Kent  Pitman's

Personal FAQ

Usenet Cross-Posting


Why are crossposts generally antisocial?

In my personal opinion, and not because of reliance on any source of authority, crossposts are antisocial. Usenet is a free speech forum, and it is your right to disagree--no one can make you post in accordance with my beliefs. Then again, no one can make me read things that don't suit my personal tastes.

Note also that I believe it is sometimes appropriate to cross-post an advertisement to such a broad distribution--saying "come to the such-and-so discussion on some newsgroup"), but follow-up should be to just that group.

In case the reasons for my having formed this opinion are of interest to you, they are outlined here:

Physical Burden of Reading Crossposted News

I find the various newsreading tools I know to be hopelessly bad at tracking such distributed conversations in a coherent way and I thus prefer not to add to the chaos myself. I end up with multiple killfiles trying to silence a certain conversation and its offspring selectively for some newsgroups but not for all because I want to track it on one, but as it spawns children, they again recur on all lists and it gets messier and messier. In sum, I think cross-posting creates a sufficient technological burden on a sufficient number of people so as to be regarded as antisocial on its mere face.

Consumption of Community Resources

I think that in general, cross-posting leads to a resource mismatch because anything cross-posted is received by the union of people in both groups but probably of interest to only the intersection of the two groups. I think this places an undue burden on the members of both groups to tolerate out-of-band discussions that often they are simply not interested in. And as a matter of principle, I decline to participate in such a forum because of its use of resources unbefitting the probable importance of the conversation to the group.

Targeted Audience

I feel that as the audience size increases, the amount of common ground that can be presumed decreases. Within a given forum, I often know more or less what I can presume in terms of the background of readers. I am capable of talking to outsiders, but it affects the manner of presentation I'd choose. Talking to a mixed group risks boring one group while going too fast for another because often some groups have specialized language that allow them more efficient communication. Cross-posting creates the least ability to use the efficient mode of communication.

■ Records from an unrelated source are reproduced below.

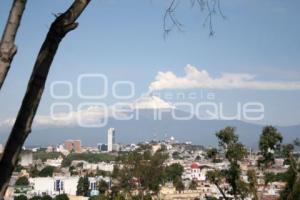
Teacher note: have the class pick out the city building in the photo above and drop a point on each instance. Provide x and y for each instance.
(73, 145)
(110, 139)
(26, 158)
(62, 185)
(102, 147)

I also feel discussions don't tend to terminate when they happen across-forums because what it takes to satisfy one forum is often different than another. These are, in a way, not unlike political parties and although we like to all be friends and allow each other into our forums, I think the unspoken rule is "do not come to my forum if you are not interested in my topic". So when someone appears on the forum for the Lisp programming language (for example) and says "why do you guys always talk about lisp?", I get bent out of shape--I feel I have a right in that forum (of all forums) to just talk among people who don't make me justify my need or desire to talk about just Lisp and who are simply there to talk about how and why a particular Lisp solution is good. Ditto when I'm on a non-technical newsgroup like the discussion list for CBS soaps; there, I get the people who take CBS soap operas seriously. Were I to cross-post both, I don't get "a friendly group of people with interests similar to Kent" but instead "a bunch of people who don't agree on any common basis for discussion" or "a group of people half of whom look down on the other half (probably incorrectly) for being nerds and the other half of whom look down on the other half for watching what they (probably incorrectly) perceive low-grade TV schlock."

It gets no better if the cross-posted lists are close in nature. It has been said that the worst of enemies are often the closest of cousins, and it is there close familiarity that breeds the strongest of discontent among them.

When a conversation becomes cross-posted, one must not only justify the thread topic, but ultimately justify the slant that the community of the poster would take for granted. And often I think the answer is "agree to disagree" which is what separation of forums implement. By putting the forums together, that natural "agreement to disagree" is undone and one gets more of a "perpetuation of disagreement".

(Those in the Lisp programming language community might enjoy my article ``Lambda: The Ultimate Political Party'' which treats specifically this issue of programming language communities viewed as political parties.)

Inclusivity and Exclusivity

I (and perhaps others like me) as a matter of principle do not respond to any conversations that are cross-posted. As such, any time you post to community X and community Y thinking you'll get their combined opinion, you are really seeing only the opinion of community X plus community Y minus people who find this an antisocial practice. It isn't as inclusive as you may think.

I always get the impression that people thinking they are being "friendly and inclusive" by having a discussion across multiple forums who they are oh-so-sure are interested. But, in fact I find such discussions EXclusive because the price of participating is to feel you are rudely intruding on too many others.

Indeed, I often do not even read cross-posted messages because I find them rude.